# Rescue chicken



## sandra (Sep 2, 2012)

IMPORTANT...Please read and answer...I have three hens and one rooster, they are almost five months old...at the local animal shelter, there is a rescued hen...do not know her age, she appears to be a Cochin. I want to adopt her into my flock. My hens are New Hampshire reds and my rooster is a Jersey Giant. Can I do this or will there be bad fighting with my flock. If the hen at shelter doesn't get adopted they will put her down so please answer is you know as soon as you can.


----------



## Energyvet (Jul 25, 2012)

Go for it!


----------



## Sundancers (Jun 20, 2012)

I've checked into rescue critters a few times ... but it always comes back to the rules and regs that they have on it. So that is what I would check first.

The last horse rescue wanted to be able to come on my farm, any time they wanted ... day or night ... without calling. I told them sorry, anyone in my horse barn at 3 in the morning was going to get shot at.

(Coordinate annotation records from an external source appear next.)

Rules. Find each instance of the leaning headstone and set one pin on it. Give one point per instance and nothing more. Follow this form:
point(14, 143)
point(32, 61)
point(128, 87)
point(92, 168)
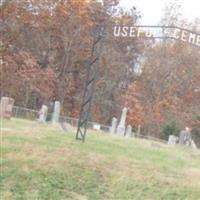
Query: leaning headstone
point(97, 127)
point(172, 140)
point(43, 113)
point(193, 145)
point(56, 112)
point(185, 138)
point(139, 130)
point(129, 131)
point(113, 125)
point(121, 127)
point(6, 107)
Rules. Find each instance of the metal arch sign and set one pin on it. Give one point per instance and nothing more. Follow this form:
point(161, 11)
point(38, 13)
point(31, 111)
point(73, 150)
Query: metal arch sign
point(148, 31)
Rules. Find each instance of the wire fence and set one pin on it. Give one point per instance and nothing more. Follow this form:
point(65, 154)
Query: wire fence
point(25, 113)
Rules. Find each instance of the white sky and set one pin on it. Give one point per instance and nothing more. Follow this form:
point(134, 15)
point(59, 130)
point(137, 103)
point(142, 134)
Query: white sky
point(152, 10)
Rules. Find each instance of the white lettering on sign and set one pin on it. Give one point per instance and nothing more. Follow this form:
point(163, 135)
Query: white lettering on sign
point(176, 33)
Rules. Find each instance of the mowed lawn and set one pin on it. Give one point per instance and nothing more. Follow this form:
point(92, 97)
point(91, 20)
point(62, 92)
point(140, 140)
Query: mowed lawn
point(43, 162)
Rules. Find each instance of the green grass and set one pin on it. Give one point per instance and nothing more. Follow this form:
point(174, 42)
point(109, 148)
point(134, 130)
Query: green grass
point(42, 162)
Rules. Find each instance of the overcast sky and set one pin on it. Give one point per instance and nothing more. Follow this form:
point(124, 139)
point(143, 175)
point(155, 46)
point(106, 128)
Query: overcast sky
point(152, 10)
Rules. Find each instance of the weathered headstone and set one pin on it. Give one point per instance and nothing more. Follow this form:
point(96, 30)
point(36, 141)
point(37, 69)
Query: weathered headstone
point(97, 127)
point(6, 106)
point(43, 113)
point(113, 125)
point(185, 138)
point(139, 130)
point(172, 140)
point(193, 145)
point(121, 127)
point(129, 131)
point(56, 112)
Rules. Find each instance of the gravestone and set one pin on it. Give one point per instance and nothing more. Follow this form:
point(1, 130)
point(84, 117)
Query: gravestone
point(43, 113)
point(6, 106)
point(113, 125)
point(129, 131)
point(172, 140)
point(56, 112)
point(139, 130)
point(121, 127)
point(193, 145)
point(185, 138)
point(97, 127)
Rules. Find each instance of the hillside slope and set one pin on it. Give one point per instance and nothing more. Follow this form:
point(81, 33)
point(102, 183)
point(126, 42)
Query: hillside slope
point(42, 162)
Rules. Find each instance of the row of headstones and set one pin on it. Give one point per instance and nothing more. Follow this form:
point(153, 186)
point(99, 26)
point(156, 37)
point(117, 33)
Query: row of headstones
point(121, 129)
point(44, 112)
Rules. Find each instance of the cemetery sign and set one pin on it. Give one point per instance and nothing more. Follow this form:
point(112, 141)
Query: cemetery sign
point(157, 32)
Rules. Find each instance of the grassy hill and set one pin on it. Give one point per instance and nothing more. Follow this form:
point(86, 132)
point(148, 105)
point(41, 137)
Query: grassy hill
point(43, 162)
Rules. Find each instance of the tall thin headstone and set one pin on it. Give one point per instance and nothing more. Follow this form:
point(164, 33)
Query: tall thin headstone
point(172, 140)
point(121, 127)
point(43, 113)
point(113, 125)
point(56, 112)
point(6, 106)
point(129, 131)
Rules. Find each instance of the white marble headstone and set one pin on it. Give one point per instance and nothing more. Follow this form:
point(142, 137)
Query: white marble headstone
point(113, 125)
point(56, 112)
point(172, 140)
point(129, 131)
point(43, 113)
point(121, 127)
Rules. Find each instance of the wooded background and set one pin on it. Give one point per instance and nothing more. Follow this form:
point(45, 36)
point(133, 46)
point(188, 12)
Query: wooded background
point(45, 46)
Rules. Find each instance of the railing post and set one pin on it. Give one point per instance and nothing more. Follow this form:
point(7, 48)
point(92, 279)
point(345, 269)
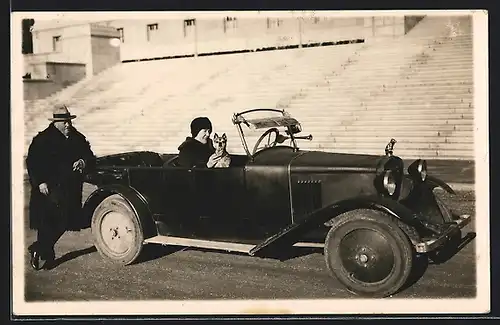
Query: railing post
point(373, 25)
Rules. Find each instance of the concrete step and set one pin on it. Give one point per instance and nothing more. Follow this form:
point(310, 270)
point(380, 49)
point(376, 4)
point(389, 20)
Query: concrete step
point(332, 102)
point(401, 141)
point(373, 117)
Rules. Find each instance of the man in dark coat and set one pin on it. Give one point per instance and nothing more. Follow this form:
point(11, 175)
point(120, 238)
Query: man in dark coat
point(196, 150)
point(57, 159)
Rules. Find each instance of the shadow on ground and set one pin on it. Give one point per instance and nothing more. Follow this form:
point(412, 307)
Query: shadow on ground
point(153, 252)
point(72, 255)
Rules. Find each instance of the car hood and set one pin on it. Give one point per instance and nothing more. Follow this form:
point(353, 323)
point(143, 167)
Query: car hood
point(318, 161)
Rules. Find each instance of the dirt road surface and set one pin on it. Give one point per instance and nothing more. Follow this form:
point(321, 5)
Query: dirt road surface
point(180, 273)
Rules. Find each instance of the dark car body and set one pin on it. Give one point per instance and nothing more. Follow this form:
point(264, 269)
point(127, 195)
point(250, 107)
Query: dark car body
point(274, 197)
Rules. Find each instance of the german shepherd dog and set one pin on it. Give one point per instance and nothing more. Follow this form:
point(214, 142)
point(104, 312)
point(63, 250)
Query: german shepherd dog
point(221, 154)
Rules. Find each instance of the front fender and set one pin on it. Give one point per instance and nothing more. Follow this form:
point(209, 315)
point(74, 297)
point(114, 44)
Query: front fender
point(137, 201)
point(434, 182)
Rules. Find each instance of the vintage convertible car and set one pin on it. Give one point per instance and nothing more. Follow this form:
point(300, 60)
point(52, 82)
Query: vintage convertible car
point(371, 215)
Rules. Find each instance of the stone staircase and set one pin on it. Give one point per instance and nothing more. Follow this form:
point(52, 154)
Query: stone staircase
point(417, 89)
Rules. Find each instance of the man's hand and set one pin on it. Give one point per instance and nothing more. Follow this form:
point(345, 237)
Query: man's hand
point(44, 189)
point(79, 165)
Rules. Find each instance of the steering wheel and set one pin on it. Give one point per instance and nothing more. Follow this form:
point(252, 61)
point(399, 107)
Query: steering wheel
point(269, 142)
point(172, 162)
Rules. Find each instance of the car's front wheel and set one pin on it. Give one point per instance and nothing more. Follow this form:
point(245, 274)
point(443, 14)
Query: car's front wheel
point(116, 230)
point(368, 253)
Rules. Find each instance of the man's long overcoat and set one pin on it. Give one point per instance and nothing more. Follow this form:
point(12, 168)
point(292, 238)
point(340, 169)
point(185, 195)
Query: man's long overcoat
point(50, 160)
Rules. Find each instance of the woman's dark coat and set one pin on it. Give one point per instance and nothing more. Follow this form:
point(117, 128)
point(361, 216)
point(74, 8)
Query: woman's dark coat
point(193, 153)
point(50, 160)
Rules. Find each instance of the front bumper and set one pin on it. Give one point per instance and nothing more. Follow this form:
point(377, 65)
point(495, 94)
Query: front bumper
point(428, 245)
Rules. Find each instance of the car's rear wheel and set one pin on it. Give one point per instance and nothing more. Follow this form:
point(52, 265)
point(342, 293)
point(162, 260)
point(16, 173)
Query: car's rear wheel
point(116, 230)
point(368, 253)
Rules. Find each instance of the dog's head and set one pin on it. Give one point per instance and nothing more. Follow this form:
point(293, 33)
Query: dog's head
point(220, 142)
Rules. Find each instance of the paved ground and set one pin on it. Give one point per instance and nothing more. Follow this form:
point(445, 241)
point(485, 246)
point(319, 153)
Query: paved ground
point(175, 273)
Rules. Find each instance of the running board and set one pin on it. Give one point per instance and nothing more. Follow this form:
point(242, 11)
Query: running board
point(217, 245)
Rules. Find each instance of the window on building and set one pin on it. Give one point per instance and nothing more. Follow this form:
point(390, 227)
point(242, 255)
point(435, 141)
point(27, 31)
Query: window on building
point(274, 22)
point(230, 23)
point(188, 26)
point(151, 31)
point(122, 36)
point(56, 43)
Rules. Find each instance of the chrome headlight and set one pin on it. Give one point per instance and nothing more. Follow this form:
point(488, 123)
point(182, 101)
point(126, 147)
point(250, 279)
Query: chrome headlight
point(389, 182)
point(418, 170)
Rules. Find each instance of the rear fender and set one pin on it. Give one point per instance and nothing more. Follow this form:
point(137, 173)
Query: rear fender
point(434, 182)
point(403, 216)
point(138, 203)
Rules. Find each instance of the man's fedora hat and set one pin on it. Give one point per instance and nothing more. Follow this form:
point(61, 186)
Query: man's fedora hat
point(61, 113)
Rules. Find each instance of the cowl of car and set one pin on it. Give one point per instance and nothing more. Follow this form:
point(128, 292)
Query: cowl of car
point(373, 217)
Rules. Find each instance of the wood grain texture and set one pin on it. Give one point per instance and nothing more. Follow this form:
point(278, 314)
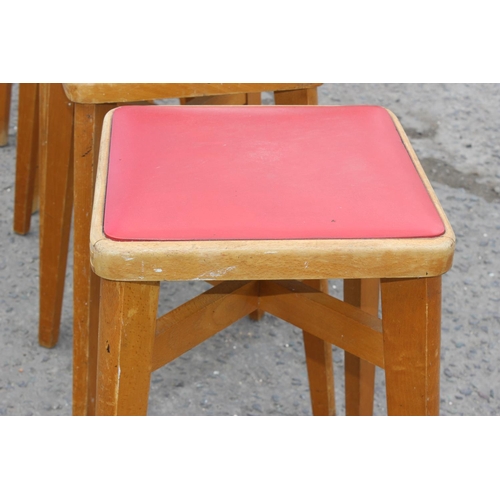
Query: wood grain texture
point(319, 361)
point(56, 198)
point(360, 374)
point(261, 260)
point(126, 338)
point(411, 316)
point(198, 319)
point(308, 96)
point(87, 123)
point(27, 151)
point(97, 93)
point(5, 98)
point(325, 317)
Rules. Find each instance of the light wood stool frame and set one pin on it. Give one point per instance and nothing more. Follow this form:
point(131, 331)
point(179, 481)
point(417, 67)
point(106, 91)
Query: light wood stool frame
point(272, 276)
point(63, 126)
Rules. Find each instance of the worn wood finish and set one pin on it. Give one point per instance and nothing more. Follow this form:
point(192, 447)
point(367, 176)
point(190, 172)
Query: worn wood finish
point(305, 96)
point(97, 93)
point(217, 100)
point(411, 316)
point(87, 123)
point(198, 319)
point(254, 99)
point(126, 338)
point(5, 98)
point(25, 199)
point(56, 195)
point(359, 373)
point(311, 310)
point(269, 259)
point(319, 362)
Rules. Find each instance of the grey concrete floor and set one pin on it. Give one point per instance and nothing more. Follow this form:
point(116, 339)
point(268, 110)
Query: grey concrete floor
point(258, 368)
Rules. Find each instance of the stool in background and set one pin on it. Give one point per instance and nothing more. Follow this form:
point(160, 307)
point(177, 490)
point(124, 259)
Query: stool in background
point(267, 199)
point(70, 118)
point(5, 94)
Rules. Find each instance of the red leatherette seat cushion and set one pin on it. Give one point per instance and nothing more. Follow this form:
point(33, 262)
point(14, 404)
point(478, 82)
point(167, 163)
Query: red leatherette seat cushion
point(262, 172)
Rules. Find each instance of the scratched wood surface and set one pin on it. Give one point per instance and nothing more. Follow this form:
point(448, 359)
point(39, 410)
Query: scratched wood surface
point(98, 93)
point(269, 259)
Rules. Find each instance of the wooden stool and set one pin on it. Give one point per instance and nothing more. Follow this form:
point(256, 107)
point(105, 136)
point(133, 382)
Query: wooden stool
point(70, 123)
point(5, 94)
point(262, 200)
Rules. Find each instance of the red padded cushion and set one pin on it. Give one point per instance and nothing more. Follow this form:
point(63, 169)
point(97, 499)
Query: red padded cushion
point(262, 172)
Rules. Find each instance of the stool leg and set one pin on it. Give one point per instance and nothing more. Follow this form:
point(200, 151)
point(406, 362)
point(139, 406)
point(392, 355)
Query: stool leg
point(126, 337)
point(411, 318)
point(5, 96)
point(88, 124)
point(56, 202)
point(359, 374)
point(320, 366)
point(26, 156)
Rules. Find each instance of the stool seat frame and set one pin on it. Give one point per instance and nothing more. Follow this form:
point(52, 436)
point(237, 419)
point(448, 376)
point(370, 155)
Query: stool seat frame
point(273, 276)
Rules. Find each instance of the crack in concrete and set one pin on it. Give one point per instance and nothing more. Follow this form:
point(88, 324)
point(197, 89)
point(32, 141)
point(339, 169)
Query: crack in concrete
point(440, 171)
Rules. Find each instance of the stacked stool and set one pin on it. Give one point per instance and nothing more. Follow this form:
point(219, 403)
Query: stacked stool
point(59, 130)
point(267, 202)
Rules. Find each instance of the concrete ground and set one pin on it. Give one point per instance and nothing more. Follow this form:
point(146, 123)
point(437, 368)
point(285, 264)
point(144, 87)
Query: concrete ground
point(258, 368)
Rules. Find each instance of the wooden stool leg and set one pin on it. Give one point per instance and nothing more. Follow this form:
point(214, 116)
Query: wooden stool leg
point(56, 197)
point(320, 366)
point(5, 97)
point(296, 97)
point(26, 156)
point(411, 318)
point(126, 337)
point(88, 123)
point(359, 374)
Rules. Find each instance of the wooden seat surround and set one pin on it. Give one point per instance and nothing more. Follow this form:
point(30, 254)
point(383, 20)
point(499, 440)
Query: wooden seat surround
point(268, 203)
point(59, 131)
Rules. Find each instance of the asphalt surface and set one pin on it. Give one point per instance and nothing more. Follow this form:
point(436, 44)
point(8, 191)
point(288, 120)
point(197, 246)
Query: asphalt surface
point(258, 368)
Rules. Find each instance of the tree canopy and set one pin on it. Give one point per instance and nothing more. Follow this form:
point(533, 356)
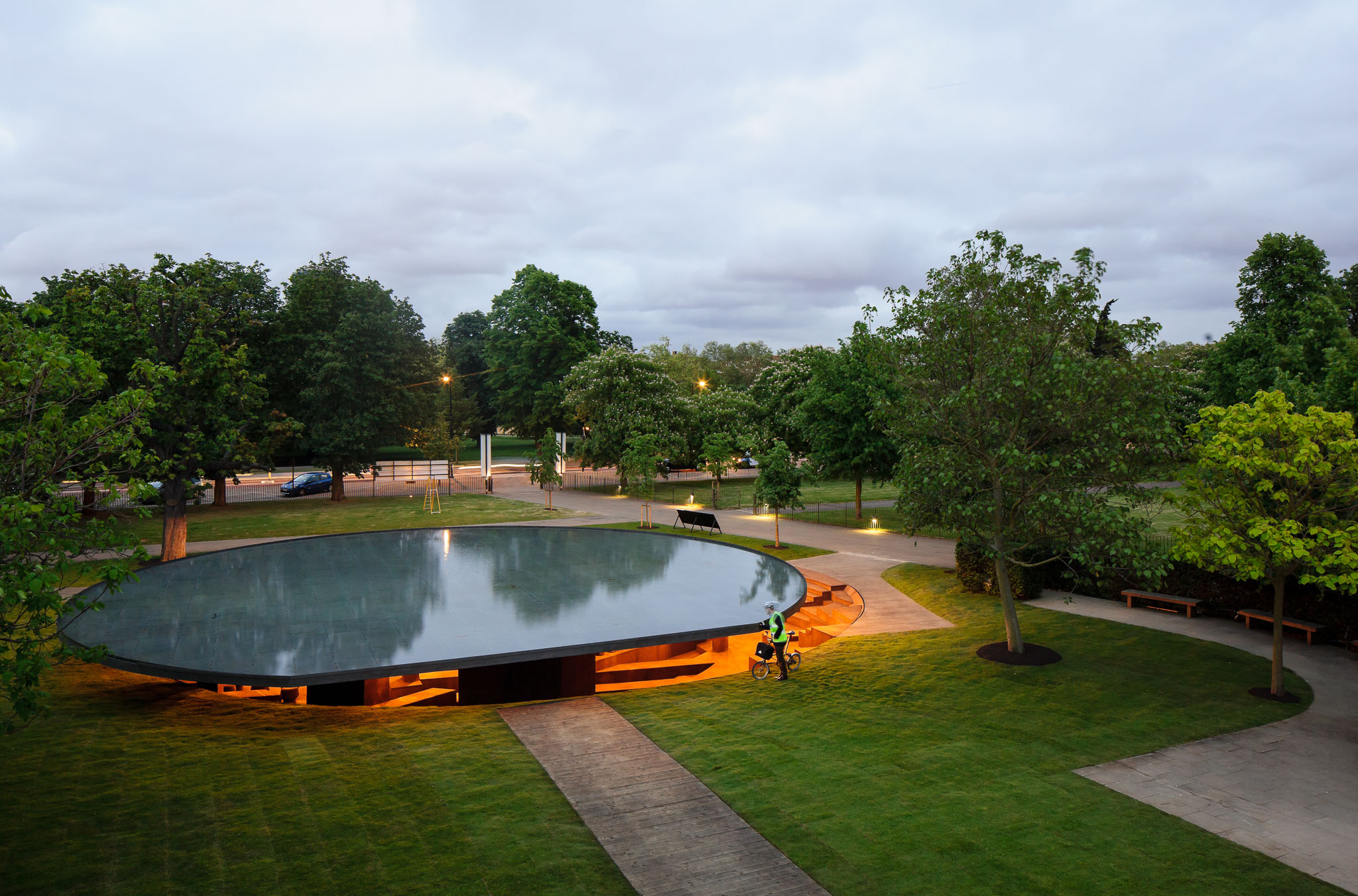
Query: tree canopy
point(837, 414)
point(617, 394)
point(778, 484)
point(1273, 494)
point(1293, 325)
point(538, 330)
point(197, 321)
point(58, 424)
point(1012, 431)
point(355, 366)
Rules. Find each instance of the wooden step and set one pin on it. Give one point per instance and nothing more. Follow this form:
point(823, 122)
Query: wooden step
point(619, 675)
point(428, 697)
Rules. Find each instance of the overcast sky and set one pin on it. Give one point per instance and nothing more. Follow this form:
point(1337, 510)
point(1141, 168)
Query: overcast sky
point(711, 172)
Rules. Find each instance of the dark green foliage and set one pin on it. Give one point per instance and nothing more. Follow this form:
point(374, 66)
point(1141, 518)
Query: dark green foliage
point(538, 329)
point(974, 568)
point(837, 416)
point(777, 393)
point(349, 349)
point(56, 424)
point(618, 394)
point(200, 322)
point(1011, 431)
point(977, 572)
point(465, 355)
point(1293, 327)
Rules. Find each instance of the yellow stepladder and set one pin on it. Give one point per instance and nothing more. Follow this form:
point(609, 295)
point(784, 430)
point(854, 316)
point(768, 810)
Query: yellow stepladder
point(432, 496)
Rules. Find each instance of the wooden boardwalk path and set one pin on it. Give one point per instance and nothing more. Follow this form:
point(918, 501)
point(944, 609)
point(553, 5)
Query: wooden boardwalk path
point(664, 828)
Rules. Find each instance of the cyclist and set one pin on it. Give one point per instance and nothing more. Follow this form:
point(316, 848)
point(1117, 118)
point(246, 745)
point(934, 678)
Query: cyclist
point(778, 634)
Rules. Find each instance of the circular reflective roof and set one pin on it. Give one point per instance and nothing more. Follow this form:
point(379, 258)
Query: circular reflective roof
point(369, 604)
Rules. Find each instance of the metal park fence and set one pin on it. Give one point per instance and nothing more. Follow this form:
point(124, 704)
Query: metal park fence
point(400, 478)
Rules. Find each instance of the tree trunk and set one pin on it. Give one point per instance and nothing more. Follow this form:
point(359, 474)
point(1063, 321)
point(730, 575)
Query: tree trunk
point(1280, 585)
point(1007, 595)
point(337, 482)
point(174, 530)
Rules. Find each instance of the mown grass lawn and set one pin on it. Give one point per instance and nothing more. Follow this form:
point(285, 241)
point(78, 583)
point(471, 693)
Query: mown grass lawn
point(147, 787)
point(739, 492)
point(320, 516)
point(889, 765)
point(788, 551)
point(906, 765)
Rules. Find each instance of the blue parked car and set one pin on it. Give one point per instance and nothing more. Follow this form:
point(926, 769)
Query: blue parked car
point(306, 484)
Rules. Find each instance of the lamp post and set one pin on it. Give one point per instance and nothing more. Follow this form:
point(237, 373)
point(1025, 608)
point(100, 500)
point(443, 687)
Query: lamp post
point(447, 380)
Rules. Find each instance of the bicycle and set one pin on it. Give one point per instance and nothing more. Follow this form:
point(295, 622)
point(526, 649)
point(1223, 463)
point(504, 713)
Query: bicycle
point(767, 660)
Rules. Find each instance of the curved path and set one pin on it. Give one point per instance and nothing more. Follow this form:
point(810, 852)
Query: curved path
point(1288, 789)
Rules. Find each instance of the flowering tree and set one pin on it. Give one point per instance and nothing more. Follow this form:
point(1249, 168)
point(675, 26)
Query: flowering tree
point(1273, 496)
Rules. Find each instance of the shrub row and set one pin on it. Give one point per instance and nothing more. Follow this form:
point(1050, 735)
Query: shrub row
point(977, 572)
point(1224, 596)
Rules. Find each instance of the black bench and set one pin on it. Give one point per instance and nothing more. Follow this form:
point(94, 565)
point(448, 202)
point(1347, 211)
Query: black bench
point(1312, 629)
point(697, 520)
point(1189, 603)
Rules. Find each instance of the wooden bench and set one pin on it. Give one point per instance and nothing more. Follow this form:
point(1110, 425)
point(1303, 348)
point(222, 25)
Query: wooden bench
point(697, 520)
point(1187, 603)
point(1310, 628)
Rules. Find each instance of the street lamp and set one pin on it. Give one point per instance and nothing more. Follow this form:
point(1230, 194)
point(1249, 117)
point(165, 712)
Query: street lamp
point(447, 380)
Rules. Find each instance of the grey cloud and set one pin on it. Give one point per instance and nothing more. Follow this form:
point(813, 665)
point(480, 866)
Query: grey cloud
point(711, 172)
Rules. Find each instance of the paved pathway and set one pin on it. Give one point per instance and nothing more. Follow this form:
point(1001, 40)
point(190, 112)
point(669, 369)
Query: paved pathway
point(885, 608)
point(1288, 789)
point(664, 828)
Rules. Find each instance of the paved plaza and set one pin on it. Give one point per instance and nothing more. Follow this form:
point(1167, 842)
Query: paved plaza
point(1288, 789)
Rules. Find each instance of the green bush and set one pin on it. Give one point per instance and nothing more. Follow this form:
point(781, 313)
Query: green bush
point(974, 567)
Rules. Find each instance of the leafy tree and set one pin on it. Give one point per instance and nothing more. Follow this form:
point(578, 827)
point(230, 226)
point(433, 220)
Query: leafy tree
point(56, 425)
point(542, 466)
point(465, 356)
point(1011, 431)
point(1273, 496)
point(778, 484)
point(617, 394)
point(1186, 366)
point(684, 366)
point(719, 457)
point(716, 412)
point(353, 359)
point(640, 463)
point(538, 329)
point(735, 366)
point(1292, 321)
point(837, 413)
point(197, 319)
point(777, 393)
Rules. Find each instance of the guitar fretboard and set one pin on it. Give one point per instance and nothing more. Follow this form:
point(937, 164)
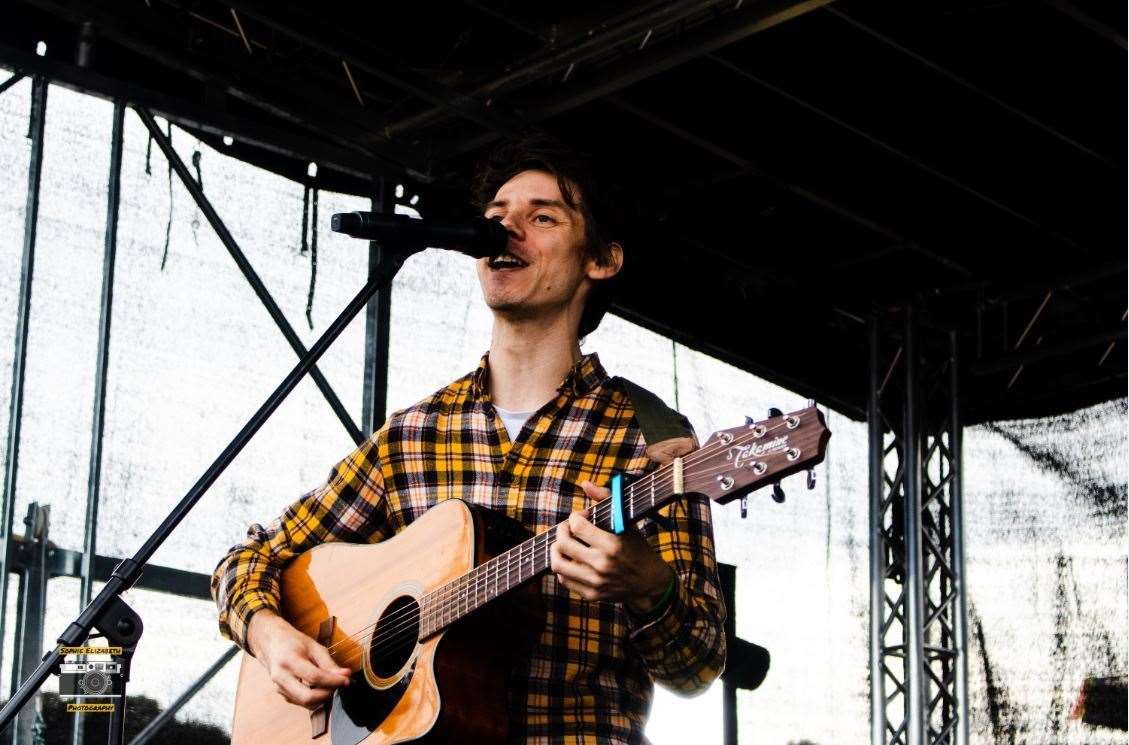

They didn't like that ...  lol

So just check if they have any rules & regs ...


----------



## BootedBantam (Aug 31, 2012)

If they don't get along, you can try to find her a new home. You won't know unless you try! I say Go for it, too!! I am all about rescuing animals and giving them a second chance!!


----------



## jen3910 (Sep 3, 2012)

I would go for it. Just take it slowly. And like others have said if it doesn't work out you can find her a new home.


----------



## sandra (Sep 2, 2012)

Thank you all. Good news miss hen was adopted this morning. I didn't get there in time but thats ok, she has a home and that was most important.


----------



## BirdManSamiJD (Sep 19, 2012)

Glad it worked out then!


----------